Meteor Garden
Download Meteor Garden PDF/ePub or read online books in Mobi eBooks. Click Download or Read Online button to get Meteor Garden book now. This website allows unlimited access to, at the time of writing, more than 1.5 million titles, including hundreds of thousands of titles in various foreign languages.
TV China
If radio and film were the emblematic media of the Maoist era, television has rapidly established itself as the medium of the "marketized" China and in the diaspora. In less than two decades, television has become the dominant medium across the Chinese cultural world. TV China is the first anthology in English on this phenomenon. Covering the People's Republic, Hong Kong, Taiwan, and the Chinese diaspora, these 12 original essays introduce and analyze the Chinese television industry, its programming, the policies shaping it, and its audiences.
The Chinese Censorship Discourse on Television Dramas
This book offers a compelling look at how television censorship in China works not just as top-down control but as interactions between state, industry, and viewers. As a historical study of the discourse on Chinese television censorship, it analyses debates around the censorship of popular television dramas in China and explores the controversies surrounding the televisual representation of history, violence, delinquency, and vulgarisation. Focusing on the idea of “worrying about the audience”, the book shows how concerns about young people’s morality, social responsibility, and cultural standards shape what (dis)appears on screen. Covering the early reform period to the 2010s, case studies include but are not limited to foreign action series (Garrison’s Gorillas), domestic melodramas (Yearnings), controversial historical dramas (Towards the Republic), Gangtai pop idol dramas (Meteor Garden), and playful wuxia comedies (My Own Swordsman). Each case reveals how censors, producers, and critics invoke imagined audiences—whether impressionable youth or patriotic citizens—to justify cutting or promoting content. By treating audiences as constructed categories rather than immutable groups, the book moves beyond seeing censorship as repression. Instead, it demonstrates how a refreshing take on censorship can shed light on the generation of new content, revive overlooked titles, and frame broader debates about culture, anxieties, and geopolitics. Drawing on regulatory documents, press reports, interviews, audience letters, and parents’ complaints, the book compares both popular hits and hidden gems, demonstrating how the discourse on melodrama, history, and martial arts genres reflects moral and commercial pressures in postsocialist China.
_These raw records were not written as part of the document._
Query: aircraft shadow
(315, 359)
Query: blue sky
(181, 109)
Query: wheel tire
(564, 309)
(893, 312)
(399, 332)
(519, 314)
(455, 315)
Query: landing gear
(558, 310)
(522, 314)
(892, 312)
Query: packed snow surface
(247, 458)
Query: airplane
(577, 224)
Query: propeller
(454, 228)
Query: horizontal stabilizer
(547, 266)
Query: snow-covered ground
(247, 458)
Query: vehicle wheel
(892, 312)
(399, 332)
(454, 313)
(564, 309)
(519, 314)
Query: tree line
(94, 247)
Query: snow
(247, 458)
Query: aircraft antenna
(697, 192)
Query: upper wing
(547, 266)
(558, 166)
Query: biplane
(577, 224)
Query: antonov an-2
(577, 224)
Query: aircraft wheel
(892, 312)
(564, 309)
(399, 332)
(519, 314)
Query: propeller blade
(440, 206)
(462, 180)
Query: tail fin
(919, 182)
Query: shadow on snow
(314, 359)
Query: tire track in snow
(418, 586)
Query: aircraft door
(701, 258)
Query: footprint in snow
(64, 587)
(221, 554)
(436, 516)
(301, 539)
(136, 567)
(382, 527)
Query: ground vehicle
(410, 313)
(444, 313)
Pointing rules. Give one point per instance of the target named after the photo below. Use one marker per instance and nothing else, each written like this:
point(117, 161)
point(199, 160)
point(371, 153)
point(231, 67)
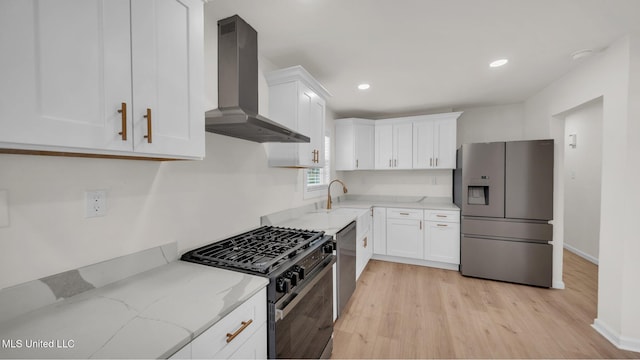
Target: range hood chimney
point(237, 112)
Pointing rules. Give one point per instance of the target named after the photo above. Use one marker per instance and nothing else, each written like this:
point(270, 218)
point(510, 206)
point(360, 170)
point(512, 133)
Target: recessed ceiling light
point(581, 54)
point(498, 63)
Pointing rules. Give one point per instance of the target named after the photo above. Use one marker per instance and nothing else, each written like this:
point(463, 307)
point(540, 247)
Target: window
point(316, 180)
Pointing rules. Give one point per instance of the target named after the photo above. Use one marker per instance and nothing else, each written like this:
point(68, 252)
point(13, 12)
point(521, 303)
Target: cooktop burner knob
point(292, 277)
point(282, 285)
point(299, 270)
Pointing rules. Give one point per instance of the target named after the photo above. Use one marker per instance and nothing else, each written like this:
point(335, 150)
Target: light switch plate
point(96, 203)
point(4, 208)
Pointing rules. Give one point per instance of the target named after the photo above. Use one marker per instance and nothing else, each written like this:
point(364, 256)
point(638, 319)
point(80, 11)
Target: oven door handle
point(282, 313)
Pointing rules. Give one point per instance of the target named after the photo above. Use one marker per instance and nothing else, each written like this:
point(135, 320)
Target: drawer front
point(442, 216)
point(398, 213)
point(214, 339)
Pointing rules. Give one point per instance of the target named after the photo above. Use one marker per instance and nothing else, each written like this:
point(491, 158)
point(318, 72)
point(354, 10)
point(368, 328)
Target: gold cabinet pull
point(148, 117)
point(123, 115)
point(230, 336)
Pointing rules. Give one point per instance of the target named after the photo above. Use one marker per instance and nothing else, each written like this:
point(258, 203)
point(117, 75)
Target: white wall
point(491, 123)
point(479, 124)
point(583, 171)
point(615, 76)
point(149, 203)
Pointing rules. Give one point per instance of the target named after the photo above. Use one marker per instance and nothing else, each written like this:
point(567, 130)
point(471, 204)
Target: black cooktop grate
point(259, 250)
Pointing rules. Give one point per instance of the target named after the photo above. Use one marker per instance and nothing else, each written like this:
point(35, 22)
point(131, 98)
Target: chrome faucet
point(344, 188)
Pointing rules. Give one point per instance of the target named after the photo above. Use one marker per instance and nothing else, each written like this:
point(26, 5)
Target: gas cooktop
point(260, 250)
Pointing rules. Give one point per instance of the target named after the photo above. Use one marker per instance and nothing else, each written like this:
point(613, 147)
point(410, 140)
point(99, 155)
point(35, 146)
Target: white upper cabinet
point(354, 139)
point(297, 101)
point(75, 67)
point(393, 144)
point(167, 43)
point(434, 141)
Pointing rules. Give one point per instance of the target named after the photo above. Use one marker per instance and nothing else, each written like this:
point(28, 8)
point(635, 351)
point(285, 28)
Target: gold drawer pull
point(123, 112)
point(230, 337)
point(148, 116)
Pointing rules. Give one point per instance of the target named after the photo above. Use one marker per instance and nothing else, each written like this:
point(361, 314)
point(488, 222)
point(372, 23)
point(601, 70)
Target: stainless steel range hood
point(237, 112)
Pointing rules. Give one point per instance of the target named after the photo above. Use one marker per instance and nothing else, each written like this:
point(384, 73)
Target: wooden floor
point(406, 311)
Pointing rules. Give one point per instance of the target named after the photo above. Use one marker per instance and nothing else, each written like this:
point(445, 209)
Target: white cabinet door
point(316, 128)
point(167, 82)
point(297, 101)
point(344, 145)
point(404, 238)
point(403, 148)
point(72, 69)
point(379, 231)
point(364, 243)
point(364, 147)
point(384, 146)
point(66, 69)
point(393, 145)
point(212, 344)
point(423, 144)
point(444, 144)
point(443, 242)
point(354, 141)
point(434, 141)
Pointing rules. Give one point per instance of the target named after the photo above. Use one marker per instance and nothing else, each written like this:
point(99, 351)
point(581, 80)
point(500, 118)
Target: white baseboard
point(581, 253)
point(402, 260)
point(621, 342)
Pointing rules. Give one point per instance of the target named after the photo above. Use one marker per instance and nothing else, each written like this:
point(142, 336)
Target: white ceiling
point(424, 55)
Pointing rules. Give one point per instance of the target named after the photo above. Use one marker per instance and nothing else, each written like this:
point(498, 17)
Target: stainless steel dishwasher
point(346, 264)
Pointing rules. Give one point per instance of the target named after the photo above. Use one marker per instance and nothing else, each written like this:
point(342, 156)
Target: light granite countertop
point(149, 315)
point(322, 220)
point(345, 211)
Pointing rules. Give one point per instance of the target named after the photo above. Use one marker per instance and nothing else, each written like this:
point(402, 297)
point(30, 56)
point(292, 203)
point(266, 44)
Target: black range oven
point(298, 264)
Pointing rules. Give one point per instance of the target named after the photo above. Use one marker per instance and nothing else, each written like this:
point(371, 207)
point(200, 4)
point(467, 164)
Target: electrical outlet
point(96, 203)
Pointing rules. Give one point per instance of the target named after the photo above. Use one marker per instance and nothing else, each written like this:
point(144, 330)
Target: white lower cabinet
point(379, 231)
point(442, 236)
point(404, 233)
point(248, 322)
point(364, 241)
point(415, 236)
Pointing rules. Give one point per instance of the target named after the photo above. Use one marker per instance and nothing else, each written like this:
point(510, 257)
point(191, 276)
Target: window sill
point(313, 192)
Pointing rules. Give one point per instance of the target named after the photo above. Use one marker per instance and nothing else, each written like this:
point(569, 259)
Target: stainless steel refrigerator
point(505, 193)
In contributing to the burgeoning field of censorship studies which rethinks censorship as productive, rather than reductive, The Chinese Censorship Discourse on Television Dramas will be of huge interest to scholars and students of television studies, popular culture, censorship studies, Chinese studies, media studies, cultural studies, memory studies, social history, and politics.
Identity and Pleasure
Identity and Pleasure: The Politics of Indonesian Screen Culture critically examines what media and screen culture reveal about the ways urban-based Indonesians attempted to redefine their identity in the first decade of this century. Through a richly nuanced analysis of expressions and representations found in screen culture (cinema, television and social media), it analyses the waves of energy and optimism, and the disillusionment, disorientation and despair, that arose in the power vacuum that followed the dramatic collapse of the militaristic New Order government. While in-depth analyses of identity and political contestation within the nation are the focus of the book, trans-national engagements and global dimensions are a significant part of the story in each chapter. The author focuses on contemporary cultural politics in Indonesia, but each chapter contextualizes current circumstances by setting them within a broader historical perspective.